For proteomic analysis, an aliquot of the SILAC heavy reference fraction was pooled with each (SILAC light) subfraction. The experiment was then repeated with reversed metabolic labels. Thus six sample pairs were obtained and analyzed by quantitative mass spectrometry (Figure 1E). In total, we identified >4500 proteins (Supplemental Table S1), with 2827 proteins quantified across all six samples. For every protein, we determined the abundance in each subfraction relative to the reference. The resulting six ratios constitute a protein's profile. As expected, coat components of CCVs show very closely matched profiles and are clearly distinguishable from non-CCV proteins (Figure 1F).
To sort proteins into groups with related profiles, we first performed principal components analysis (PCA).
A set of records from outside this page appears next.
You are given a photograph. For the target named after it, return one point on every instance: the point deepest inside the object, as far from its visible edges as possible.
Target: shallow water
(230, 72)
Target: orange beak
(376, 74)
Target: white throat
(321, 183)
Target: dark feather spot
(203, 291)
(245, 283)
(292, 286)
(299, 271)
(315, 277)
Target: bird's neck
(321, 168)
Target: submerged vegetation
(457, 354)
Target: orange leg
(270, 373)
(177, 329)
This allowed the representation of the variation in our six-dimensional data set as a two-dimensional scatter plot and clustered proteins based on profile similarity (Figure 2). Known CCV proteins clustered tightly in the periphery of the plot. Hence fractionation profiling successfully segregated CCV from non-CCV proteins. Of importance, the cluster analysis extends to all other proteins in the data set; numerous known protein complexes with diverse functions also formed tight clusters throughout the plot, as discussed later.
The Predictor database
To harness the profiling data, we designed an interactive analysis tool (see Materials and Methods). The “Predictor” (Supplemental Table S1) searches the profiling data against query proteins and provides a classified output of proteins with similar profiles. Profile similarity calculations are based on distances in multidimensional log space. Of importance, the Predictor is not based on PCA. The purpose of the PCA plot in Figure 2 is to provide a graphical illustration of profile clustering. The reduction of a six-dimensional data set to a two-dimensional scatter plot necessarily causes a loss of discriminating power. As a result, some clusters of known protein complex subunits (colored dots) appear to overlap with unrelated proteins (gray dots). The Predictor, however, achieves much higher resolution than shown in Figure 2 by calculating distances in six-dimensional space. See Materials and Methods for further details.
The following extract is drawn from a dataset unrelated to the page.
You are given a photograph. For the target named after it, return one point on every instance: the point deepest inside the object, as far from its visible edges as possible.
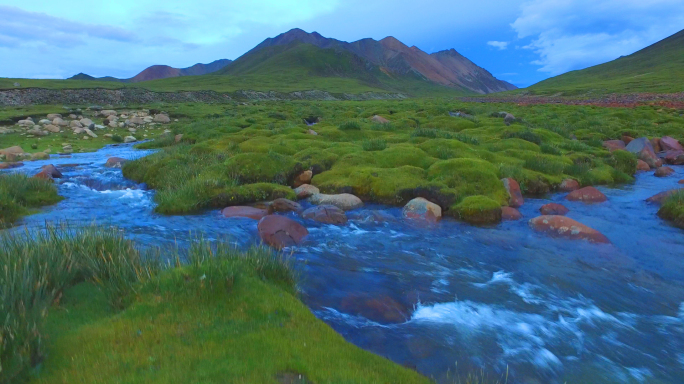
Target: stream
(453, 297)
Clathrin heavy chain (CHC) is the major CCV protein, and proteins with similar profiles are candidate CCV constituents. To test whether the Predictor can recover the known HeLa CCV proteome, we searched the database of 2827 complete profiles against CHC. The Predictor classified 93 hits as “very high confidence” CCV proteins; 84 of these are previously reported CCV proteins. Based on their functional annotation, eight of the remaining nine proteins are strong candidate novel CCV proteins, and only one is a definite false positive, suggesting a predictive accuracy of 90–98% (at the 60% sensitivity threshold; see Supplemental Table S2 for a detailed analysis of the predictions and new CCV proteins). A further 75 proteins were classified as “high-confidence” predictions, bringing the total number of predicted CCV proteins to 168. These include 112 known CCV proteins, as well as 45 strong candidate novel coat and cargo CCV proteins, with <7% definite false positives (at the 80% sensitivity threshold; Supplemental Table S2). Collectively these data suggest that fractionation profiling can identify known and novel CCV proteins with exceptional accuracy and coverage.
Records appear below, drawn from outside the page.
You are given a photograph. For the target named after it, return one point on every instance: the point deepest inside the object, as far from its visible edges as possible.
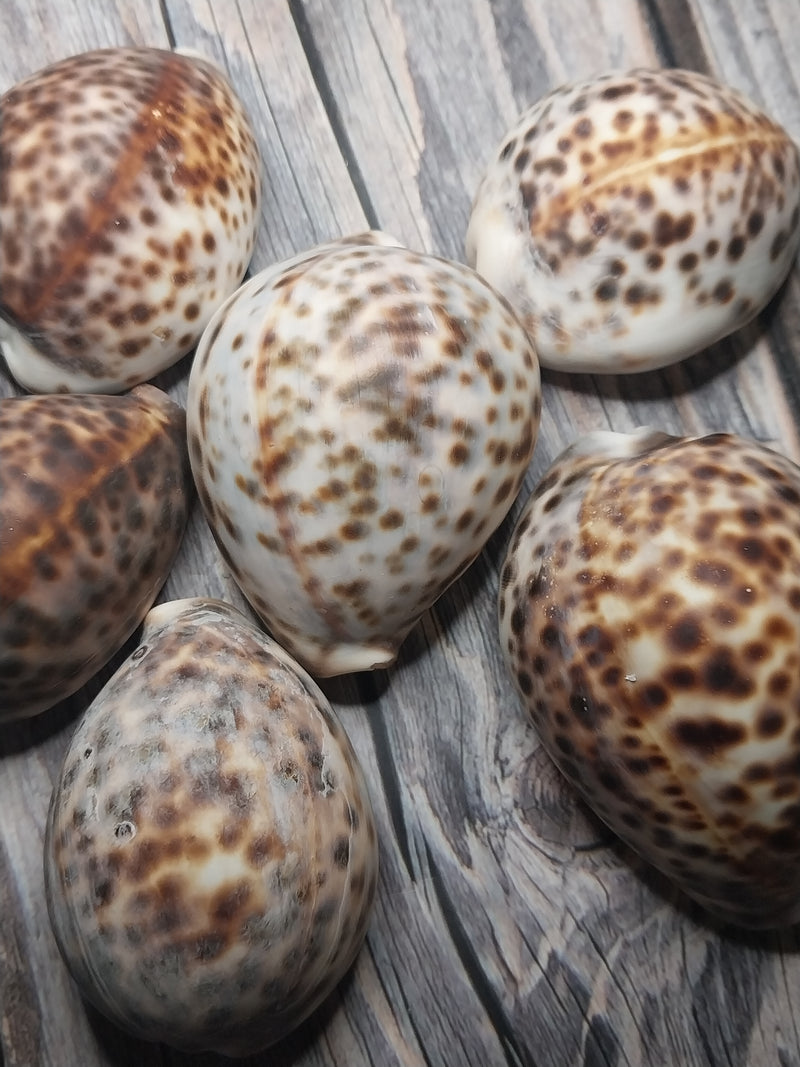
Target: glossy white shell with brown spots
(636, 218)
(211, 856)
(360, 421)
(94, 497)
(129, 196)
(650, 616)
Application of fractionation profiling to S2 Drosophila cells reveals the first insect CCV proteome
Although Drosophila is a widely used model organism, the composition of its CCVs remains poorly characterized. To test whether fractionation profiling is transferable to other cell systems, we chose to investigate Drosophila S2 cells. We applied fractionation profiling without further optimization (Figure 3A). Clathrin and associated proteins had profiles similar to those in HeLa cells (Figure 3B). For proteomic analysis, we prepared a reference and three subfractions from SILAC-labeled S2 cells, repeated the preparation with reversed labeling, and analyzed the six sample pairs by mass spectrometry. In total, we identified >3000 proteins, of which 1799 were quantified across all six samples. PCA shows that subunits of known protein complexes form clusters, as expected (Figure 3C). Known fly CCV proteins, including clathrin, AP-1, and AP-2, formed a distinct cluster in the periphery of the plot. We then constructed a Predictor for the S2 profiling data (Supplemental Table S3). A search against Drosophila clathrin heavy chain revealed a list of 29 candidate CCV proteins predicted with the highest level of confidence (Table 1). Remarkably, the human homologues of 27 of these are known CCV proteins; most of these proteins have not been characterized in Drosophila. An extended search with lower stringency revealed up to 50 candidate CCV proteins (Supplemental Table S4). To validate some of our predictions, we tagged four candidate coat proteins (Figure 3D). All four showed extensive colocalization with established markers of CCVs. In sum, fractionation profiling was successfully implemented to characterize CCVs from S2 cells. Given the evolutionary distance between humans and Drosophila, it is highly likely that the approach will be applicable to a wide variety of cell types.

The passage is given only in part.